I did have some problems with this book (some of which, I think, are symptomatic of twenty years' worth of history and postcolonial theory between me and it--as for example the idea that any Western nation can be "at ease with [its] own history" (147)). The two principal ones are points where I am suspicious of idealism. The first is the teleological construction of history, the idea that human history progresses towards perfection (or transcendence, or, you know, the Singularity). This idea is mostly Habermas's, but Maier seems to fall prey to it himself in places, and I think this idea, like the bad Darwinian theory it echoes (species don't become more perfect; they become better adapted to their environment), is highly suspect. Particularly in a discussion of the human capacity for atrocity.

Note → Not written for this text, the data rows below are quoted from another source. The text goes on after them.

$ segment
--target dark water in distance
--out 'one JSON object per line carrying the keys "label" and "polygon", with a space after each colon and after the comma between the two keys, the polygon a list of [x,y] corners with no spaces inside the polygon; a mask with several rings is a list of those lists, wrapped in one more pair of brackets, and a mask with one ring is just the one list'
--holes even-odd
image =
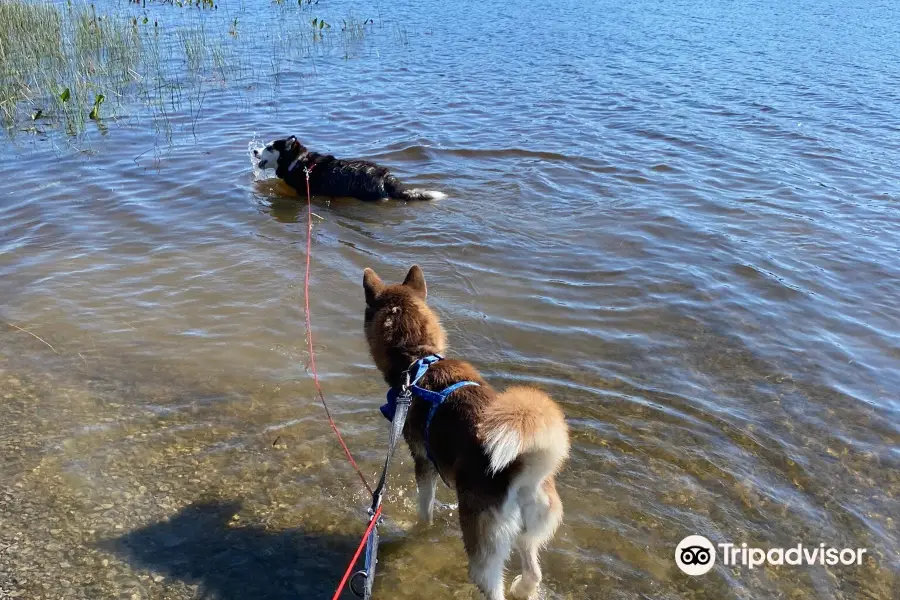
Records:
{"label": "dark water in distance", "polygon": [[[247,156],[296,134],[450,196],[314,200],[317,362],[368,473],[361,273],[418,262],[452,354],[570,419],[543,598],[900,598],[895,5],[293,14],[350,10],[363,39],[282,60],[283,13],[223,0],[258,69],[171,145],[137,105],[83,151],[0,145],[0,318],[53,346],[2,325],[0,590],[330,597],[368,499],[305,372],[305,206]],[[402,457],[378,597],[476,598],[452,494],[412,530]],[[688,534],[868,558],[689,578]]]}

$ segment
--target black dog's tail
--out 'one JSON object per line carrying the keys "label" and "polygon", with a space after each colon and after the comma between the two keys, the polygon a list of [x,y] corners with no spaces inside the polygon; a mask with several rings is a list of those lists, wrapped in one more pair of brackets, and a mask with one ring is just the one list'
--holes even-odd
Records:
{"label": "black dog's tail", "polygon": [[384,191],[396,200],[440,200],[447,197],[447,194],[437,190],[408,188],[396,177],[388,177],[385,180]]}

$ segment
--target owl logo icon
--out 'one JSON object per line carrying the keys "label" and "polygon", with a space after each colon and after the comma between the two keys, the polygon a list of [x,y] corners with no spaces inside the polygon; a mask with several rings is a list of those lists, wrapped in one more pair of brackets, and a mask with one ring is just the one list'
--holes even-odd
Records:
{"label": "owl logo icon", "polygon": [[716,547],[702,535],[689,535],[675,548],[675,564],[686,575],[705,575],[716,565]]}

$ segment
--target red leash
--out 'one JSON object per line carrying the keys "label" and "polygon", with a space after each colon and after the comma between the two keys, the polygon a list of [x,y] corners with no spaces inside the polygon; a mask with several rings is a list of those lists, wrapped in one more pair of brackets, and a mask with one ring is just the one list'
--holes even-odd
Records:
{"label": "red leash", "polygon": [[[316,392],[318,393],[319,400],[322,402],[322,406],[325,408],[325,414],[328,415],[328,422],[331,424],[331,428],[334,430],[335,435],[337,435],[338,441],[341,443],[341,447],[344,449],[344,454],[347,455],[347,460],[350,461],[350,464],[353,465],[353,468],[356,469],[357,475],[359,475],[360,481],[362,481],[363,485],[366,486],[366,489],[369,490],[369,493],[372,493],[372,487],[369,485],[369,482],[366,481],[366,476],[363,475],[362,469],[359,468],[359,465],[356,464],[356,461],[353,460],[353,454],[350,453],[350,448],[347,447],[347,444],[344,442],[343,436],[341,436],[341,432],[338,431],[337,425],[334,422],[334,419],[331,417],[331,411],[328,410],[328,403],[325,402],[325,394],[322,393],[322,386],[319,383],[319,373],[316,371],[316,355],[313,352],[313,339],[312,339],[312,325],[310,324],[309,319],[309,256],[312,250],[312,196],[309,193],[309,174],[312,169],[308,169],[303,167],[303,170],[306,172],[306,277],[304,279],[303,284],[303,300],[306,303],[306,345],[309,350],[309,367],[312,370],[313,381],[316,384]],[[365,540],[363,540],[365,541]],[[354,563],[356,559],[353,559]]]}
{"label": "red leash", "polygon": [[[304,277],[303,282],[303,300],[306,308],[306,346],[309,350],[309,367],[312,371],[313,381],[316,384],[316,392],[319,396],[319,400],[322,402],[322,406],[325,408],[325,414],[328,415],[328,422],[331,424],[331,428],[334,430],[335,435],[338,438],[338,441],[341,443],[341,447],[344,449],[344,454],[347,455],[347,460],[350,461],[350,464],[353,465],[353,468],[356,469],[357,475],[359,475],[360,481],[366,487],[370,494],[373,496],[375,492],[372,491],[372,487],[369,485],[369,482],[366,481],[366,476],[363,474],[362,469],[359,468],[359,465],[356,464],[356,461],[353,459],[353,454],[350,452],[350,448],[347,447],[346,442],[344,442],[344,438],[341,435],[341,432],[337,428],[337,424],[334,422],[334,418],[331,416],[331,411],[328,409],[328,403],[325,402],[325,394],[322,393],[322,385],[319,383],[319,373],[316,370],[316,355],[313,351],[313,339],[312,339],[312,324],[310,322],[310,311],[309,311],[309,261],[310,255],[312,254],[312,194],[309,189],[309,174],[312,171],[312,168],[304,167],[303,171],[306,173],[306,276]],[[379,491],[380,491],[379,487]],[[356,561],[359,560],[359,555],[362,554],[363,549],[366,547],[366,543],[369,541],[369,536],[372,535],[372,531],[378,525],[378,521],[381,518],[381,505],[375,509],[375,513],[372,518],[369,520],[369,526],[366,528],[366,533],[363,535],[362,541],[359,543],[359,547],[356,549],[356,554],[353,555],[353,559],[350,561],[350,564],[347,566],[347,570],[344,573],[344,577],[341,579],[341,583],[338,584],[337,590],[334,592],[334,596],[331,600],[338,600],[341,596],[341,592],[344,590],[344,586],[347,585],[347,581],[350,579],[351,573],[353,573],[353,567],[356,566]]]}

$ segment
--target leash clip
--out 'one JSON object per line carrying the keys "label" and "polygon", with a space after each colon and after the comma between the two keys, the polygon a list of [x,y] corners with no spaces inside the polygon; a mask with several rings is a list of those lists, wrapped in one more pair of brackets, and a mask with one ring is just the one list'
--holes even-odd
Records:
{"label": "leash clip", "polygon": [[409,370],[403,372],[403,385],[400,386],[400,393],[397,395],[397,399],[411,399],[412,398],[412,381],[410,380]]}

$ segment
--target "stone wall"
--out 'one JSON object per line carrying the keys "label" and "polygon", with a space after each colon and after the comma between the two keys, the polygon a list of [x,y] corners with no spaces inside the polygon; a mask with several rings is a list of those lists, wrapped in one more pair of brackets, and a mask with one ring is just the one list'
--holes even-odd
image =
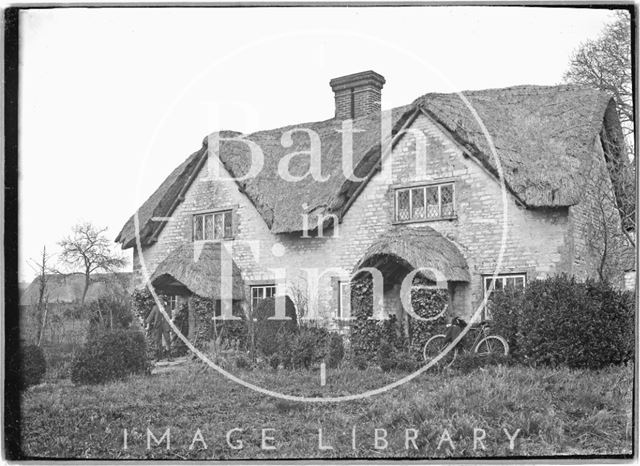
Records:
{"label": "stone wall", "polygon": [[570,208],[575,243],[573,273],[581,280],[597,279],[602,269],[604,278],[623,286],[626,239],[614,205],[600,136],[594,139],[591,154],[592,160],[583,161],[581,202]]}

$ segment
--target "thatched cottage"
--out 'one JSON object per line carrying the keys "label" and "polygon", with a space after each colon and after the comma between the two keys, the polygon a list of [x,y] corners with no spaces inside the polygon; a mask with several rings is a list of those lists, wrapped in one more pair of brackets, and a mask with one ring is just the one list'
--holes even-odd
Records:
{"label": "thatched cottage", "polygon": [[[331,119],[205,139],[139,208],[138,239],[133,216],[116,239],[133,248],[138,286],[148,277],[168,294],[219,299],[227,274],[233,298],[247,306],[287,294],[325,322],[341,322],[348,274],[361,267],[382,272],[391,313],[400,313],[402,279],[436,268],[450,309],[465,316],[494,273],[496,289],[562,272],[596,275],[594,212],[613,193],[606,162],[623,157],[611,96],[517,86],[464,92],[469,106],[457,94],[425,94],[381,113],[384,83],[373,71],[337,78]],[[264,164],[245,176],[252,145]],[[283,179],[283,164],[299,179]],[[223,244],[233,246],[226,271]]]}

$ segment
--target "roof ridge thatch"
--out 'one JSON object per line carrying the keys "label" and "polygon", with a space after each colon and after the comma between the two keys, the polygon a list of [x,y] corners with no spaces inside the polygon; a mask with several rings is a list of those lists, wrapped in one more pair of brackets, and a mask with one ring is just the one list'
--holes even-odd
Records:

My other problem is with the idea of "national identity." The Historikerstreit and therefore Maier spend a lot of time on the question of German national identity and how it's constructed, and Maier acknowledges that, based on it is with analogy to psychological identity, it's a problematic concept. But he, like everyone else involves, assumes that (a.) such a thing exists and (b.) it's a desideratum, something we should desire. And I'm not sure that either of those statements are true, much less that they can be accepted as givens. I think "national identity" bleeds too easily into "racial identity." (Kogon actually provides a good example when he says, for instance, "By virtue of their temperament and their generally smaller physical resistance, the French suffered more from the hardships of camp life than other groups" (Kogon 204)--the line between nationality and race is not at all clear, and it's not far enough from there to the Nazi idea that the "Nordic race" is superior to all and the "Slavic race" is subhuman.) And if it doesn't, it becomes increasingly chimerical, impossible to define, or pin down, or even see. I'm not saying there isn't such a thing (certainly, the perception of national identity is endemic--fully half or more of Due South, to pick a random and innocuous example, is based on the idea that there is an intrinsic difference between Canadians and Americans), just that I think it's an even more problematic concept than Maier articulates, and I'm very uneasy about any intellectual pursuit involving the active attempts to enhance same.
Of course, even my dissatisfactions with The Unmasterable Past were thought-provoking; this is a very carefully reasoned and articulated work on a very difficult subject (both emotionally and intellectually), and I found it tremendously rewarding.